Black actors are speaking out once again on hair discrimination on set.

Actors voiced their frustrations about the constant lack of proper Black hair care and maintenance in hair and makeup departments during the Hair and Makeup Equity: Changing the Industry Standard virtual event, as reported by The Guardian. Lamorne Morris, best known for his role on Fox’s New Girl, talked about how the hair and makeup department didn’t have anyone available to cut his hair.

“I would have to go to the barbershop at 4, 4:30 a.m. before set to get my hair cut,” he said during the event. “When I would get to set, I would see everyone else in the hair and makeup trailer getting their hair cut. When I asked why I couldn’t get my hair cut at work, it was because–this is what they told me–they didn’t have the budget for my hair.”

Meagan Good said that she was injured by an ill-trained hairstylist on the set of Think Like a Man.

“When [the hairstylist] went to press my hair, he put a metal comb underneath the comb and that comb slipped out and the pressing comb basically burned by forehead,” she said. “I had about five or six tooth marks on my face. It was quite frustrating for someone to say that they knew how to do it and to not really do it and to kind of use me as an experiment.”

Even though Ma Rainey’s Black Bottom‘s hair and makeup team Mia Neal and Jamika Wilson won the Oscar for their work, Black Panther, Tenet and Captain Marvel hairstylist Camille Friend said that she doesn’t believe the industry will change overnight solely because of the accolade.

“[Producers have to] look for hairstylists and makeup artists that are well trained for the diversity of the cast,” she said, adding that stylists who aren’t trained in hair and makeup for people of color “shouldn’t take jobs if offered to them.” She also added that actors’ unions must allow actors of color to request the stylists and barbers they want in their productions.

“This should be a requirement,” she said.
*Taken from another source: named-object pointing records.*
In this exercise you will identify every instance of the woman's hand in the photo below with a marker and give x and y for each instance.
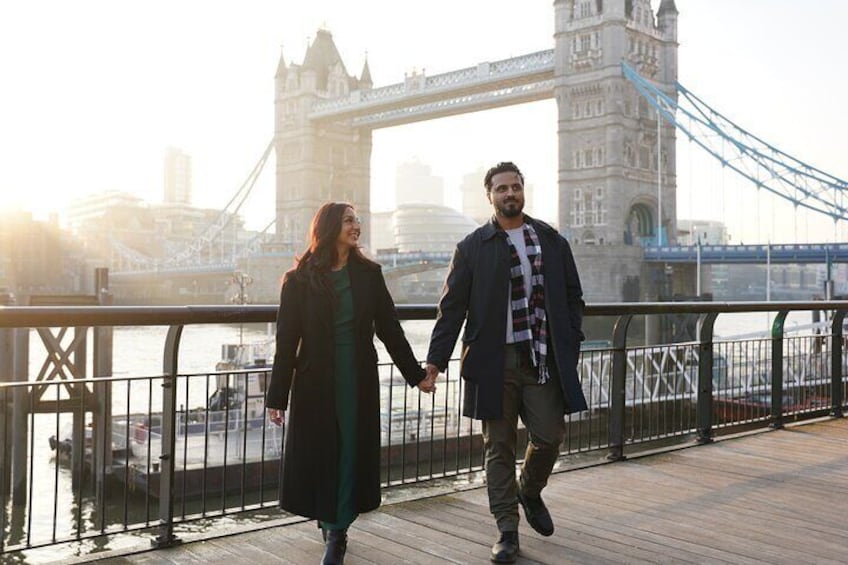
(277, 416)
(428, 383)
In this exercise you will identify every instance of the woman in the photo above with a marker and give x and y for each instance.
(330, 306)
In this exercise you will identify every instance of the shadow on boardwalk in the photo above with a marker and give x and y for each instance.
(766, 497)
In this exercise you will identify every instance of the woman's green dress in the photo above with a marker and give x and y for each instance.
(345, 376)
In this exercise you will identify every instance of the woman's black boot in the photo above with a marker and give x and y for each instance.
(335, 547)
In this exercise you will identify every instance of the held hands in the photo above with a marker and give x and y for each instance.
(277, 416)
(428, 383)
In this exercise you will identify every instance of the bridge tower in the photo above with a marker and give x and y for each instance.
(317, 161)
(608, 149)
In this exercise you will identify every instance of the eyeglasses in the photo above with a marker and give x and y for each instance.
(504, 188)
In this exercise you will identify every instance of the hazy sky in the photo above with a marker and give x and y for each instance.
(94, 91)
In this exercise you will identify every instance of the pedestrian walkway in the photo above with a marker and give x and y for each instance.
(775, 497)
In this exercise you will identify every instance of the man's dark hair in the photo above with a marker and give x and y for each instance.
(502, 167)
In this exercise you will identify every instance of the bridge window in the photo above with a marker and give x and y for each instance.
(588, 208)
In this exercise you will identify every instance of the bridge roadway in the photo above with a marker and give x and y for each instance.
(801, 253)
(764, 497)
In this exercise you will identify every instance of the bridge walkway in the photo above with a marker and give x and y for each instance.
(763, 497)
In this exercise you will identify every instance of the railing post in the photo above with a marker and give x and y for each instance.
(20, 427)
(617, 388)
(777, 370)
(837, 393)
(7, 368)
(166, 535)
(704, 411)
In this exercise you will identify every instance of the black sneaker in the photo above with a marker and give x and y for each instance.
(506, 548)
(537, 514)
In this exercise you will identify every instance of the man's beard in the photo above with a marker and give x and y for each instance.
(510, 212)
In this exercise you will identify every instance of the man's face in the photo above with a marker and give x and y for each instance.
(507, 194)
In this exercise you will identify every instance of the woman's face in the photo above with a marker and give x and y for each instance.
(351, 229)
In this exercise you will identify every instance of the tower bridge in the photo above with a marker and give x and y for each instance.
(612, 72)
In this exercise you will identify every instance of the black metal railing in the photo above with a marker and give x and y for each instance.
(151, 453)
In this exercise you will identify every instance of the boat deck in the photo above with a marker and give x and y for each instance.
(765, 497)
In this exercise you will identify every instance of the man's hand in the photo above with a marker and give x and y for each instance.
(277, 416)
(428, 384)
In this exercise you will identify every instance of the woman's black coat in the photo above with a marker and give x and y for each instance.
(304, 371)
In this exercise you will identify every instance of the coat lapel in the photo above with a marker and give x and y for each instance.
(358, 289)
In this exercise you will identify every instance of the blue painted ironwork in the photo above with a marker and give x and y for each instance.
(760, 162)
(780, 253)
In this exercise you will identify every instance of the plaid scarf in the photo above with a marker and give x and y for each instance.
(528, 312)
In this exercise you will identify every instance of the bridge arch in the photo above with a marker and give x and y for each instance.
(641, 223)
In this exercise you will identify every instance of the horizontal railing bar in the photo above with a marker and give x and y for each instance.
(86, 316)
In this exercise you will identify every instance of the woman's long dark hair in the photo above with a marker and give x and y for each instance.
(322, 252)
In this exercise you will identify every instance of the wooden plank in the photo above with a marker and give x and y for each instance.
(768, 497)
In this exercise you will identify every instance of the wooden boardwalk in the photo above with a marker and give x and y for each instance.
(773, 497)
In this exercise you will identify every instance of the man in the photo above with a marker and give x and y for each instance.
(515, 281)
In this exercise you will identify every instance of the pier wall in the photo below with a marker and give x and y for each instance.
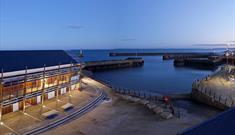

The conversation about Black hair in Hollywood has been happening for a while, with Viola Davis saying in 2019 how she won’t work with stylists who can’t do Black hair.

“I refuse it. I reject it,” she said. “I don’t think that people understand our hair…they don’t understand that we’re different and yet, the same. What I find is hair is something that a lot of people don’t honor when you do a film.”